Se não nos indignamos
com a corrupção cada vez mais escancarada de políticos bandidos, o mesmo
acontece com a violência. Crimes bárbaros acontecem toda hora, apresentados
pela mídia como mais uma estatística. Brigas, mortes, discussões são filmadas e
expostas na internet, em que criminosos e assassinos aparecem cada vez mais
ousados e sem medo, se orgulhando de seus atos. No mundo virtual não faltam
vídeos em que pessoas aparecem incentivando a violência, com a qual muitos
parecem até se alegrar. Indivíduos parecem felizes ao presenciarem cenas em que
pessoas agridem e são agredidas, a destruição e a humilhação do outro é motivo
de piada e diversão para muitos, não sendo comigo, o resto não importa.
Refletir sobre o que
acontece hoje em nossa sociedade e o que será de nosso futuro é uma das tarefas
da sociologia, como uma ciência que, mais do que produzir teorias para serem
engavetadas, pode contribuir para buscar soluções que ajudem a melhorar a convivência
dos indivíduos em sociedade, bem como pensar em alternativas que busquem
minimizar os problemas sociais que nosso país enfrenta.
Por fim, se por um lado
somos controlados pelas normas que servem para legitimar interesses de
determinados grupos políticos e econômicos, nós também encontramos formas de
nos opor, de resistirmos a elas, contestando as verdades dominantes, criando
novas normas pautadas em novos valores. Sabemos que a sociedade é dinâmica, ela
muda e é feita do conflito.
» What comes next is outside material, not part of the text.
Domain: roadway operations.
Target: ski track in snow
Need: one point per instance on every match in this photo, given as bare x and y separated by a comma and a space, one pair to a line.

O conflito é positivo quando contribui pensar em
soluções para resolver os problemas, por outro lado, o grande problema surge
quando a sociedade não consegue trabalhar o conflito, gerando situações
extremas de intolerância e violência nas relações humanas.
REFERÊNCIAS
BIBLIOGRÁFICAS
BOMENY, Helena;
FREIRE-MEDEIROS, Bianca. Tempos
modernos, Tempos de Sociologia. São Paulo: Editora do Brasil, 2010.
DURKHEIM, Émile. Educação e sociologia. 12. ed. São
Paulo: Melhoramentos, 1978.
__________. As regras do método sociológico. São
Paulo: Martin Claret, 2001.
SANTOS, Pérsio de Oliveira. Sociologia para o ensino Médio. São Paulo, Ática, 2008.